The Boesch brothers, who live in San Mateo, start their documentary with the Curry letter, then delve into the issue with a series of clips of an Atherton City Council meeting packed with community members objecting to the housing plan.
“Who in the world wants Atherton to encourage the cluster of multifamily developments?” one unidentified man said on a call into the meeting. “There are other cities to move to.”
In an interview with the Chronicle just after a recent swim practice, Alexander said he wanted to point out the hypocrisy of people who decry homelessness and talk of the need for more affordable housing, then fight against it when it’s near their homes.
“I tried to focus on the hypocrisy,” he said. “For me, my documentary focuses on NIMBYism.”
The documentary explains the concept of NIMBYism — the acronym stands for “not in my backyard” — and shows how it played out in Atherton’s state-ordered planning for future development.
A section of the documentary focuses on a letter from billionaire venture capitalist Marc Andreessen and his wife, Laura Arrillaga-Andreessen, demanding the town remove all multifamily zoning from its housing plan in a letter last year. It points out that Andreessen two years earlier wrote an essay criticizing the nation for not building enough housing.

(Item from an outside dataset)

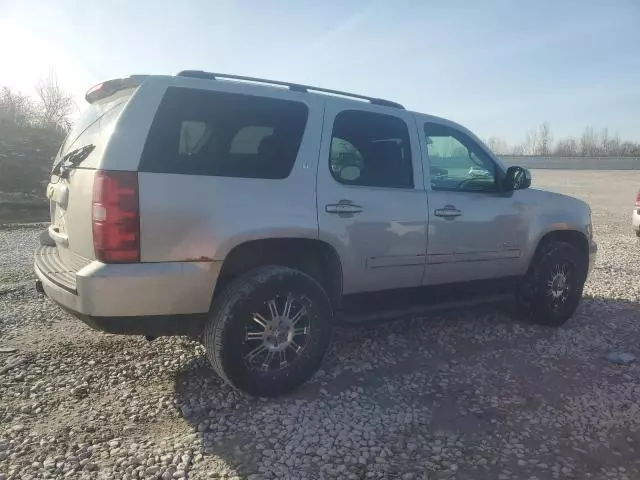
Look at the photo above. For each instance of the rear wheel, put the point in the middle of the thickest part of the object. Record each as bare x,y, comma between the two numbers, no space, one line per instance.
551,291
269,331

“This sort of hypocrisy often causes people like Andreessen to be labeled NIMBY or not in my backyard,” the documentary states.

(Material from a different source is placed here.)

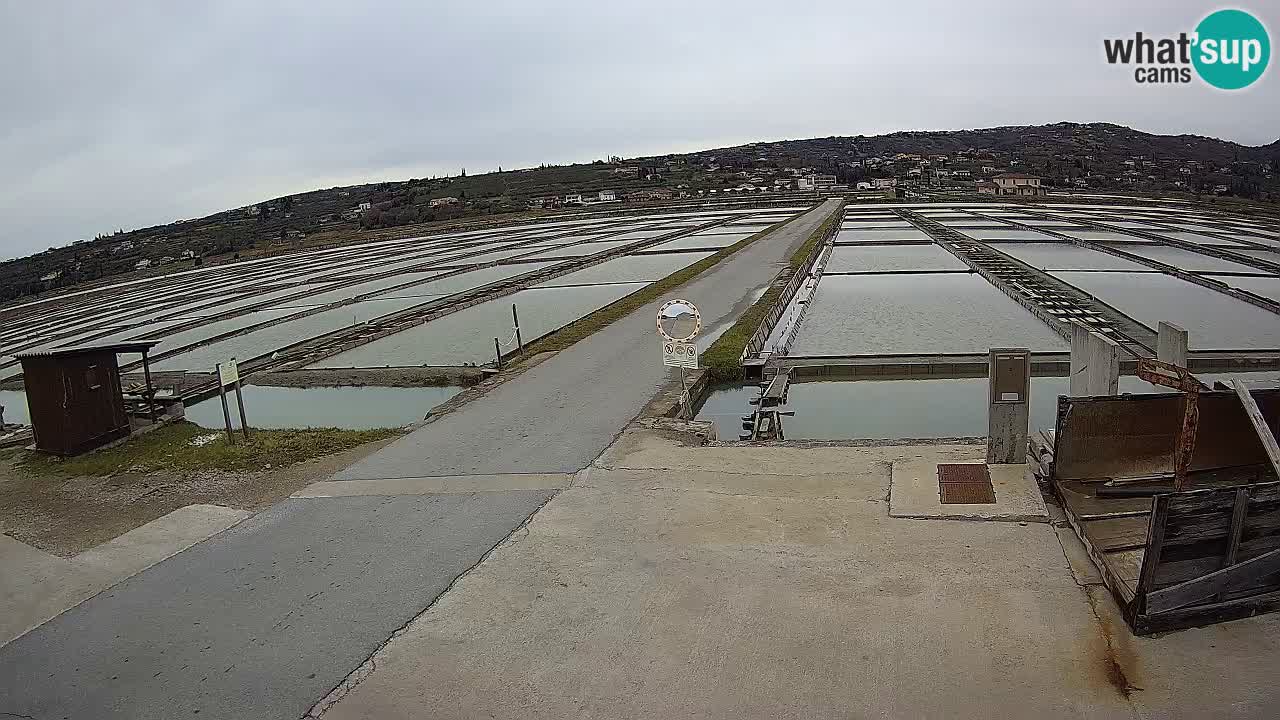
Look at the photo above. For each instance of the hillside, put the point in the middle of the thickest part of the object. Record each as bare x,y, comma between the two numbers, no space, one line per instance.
1096,156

Alexander said he first developed an interest in issues surrounding housing after befriending a homeless man who lived near the doorstep of his apartment in New York City a few years ago.

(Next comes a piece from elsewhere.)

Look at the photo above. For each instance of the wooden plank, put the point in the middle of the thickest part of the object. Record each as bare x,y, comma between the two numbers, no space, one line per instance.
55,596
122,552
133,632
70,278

“With homelessness, the biggest issue is the lack of affordable housing,” he said, adding, “There really needs to be housing for people of all income levels. The crux of the issue is the ability to build affordable housing.”
Alexander said people don’t often take the time to understand homelessness or get to know homeless people.
“I would really just hope people understand the complexity of the homelessness problem,” he said. “It’s not just one monolithic problem and there’s not one monolithic solution. Everyone’s story is different.”
This is not Alexander’s first foray into researching homelessness and housing — he studied it during a two-week project at the end of his junior year, and the five-minute video is a short version of a 45-minute documentary on homelessness in the Bay Area.
And it won’t likely be his last. Alexander is headed to college in the fall, possibly to Duke University, he said, where he would study public policy.
More than 3,200 students in grades 6 through 12 entered short documentary films in the 20th annual C-SPAN contest, which organizers say “encourages students to think critically about issues that affect our communities and our nation.” The theme this year was “Looking Forward While Considering the Past.” The contest awarded cash prizes totaling $100,000 to the student filmmakers of the top 150 documentaries.
As honorable mention winners, the brothers received $250.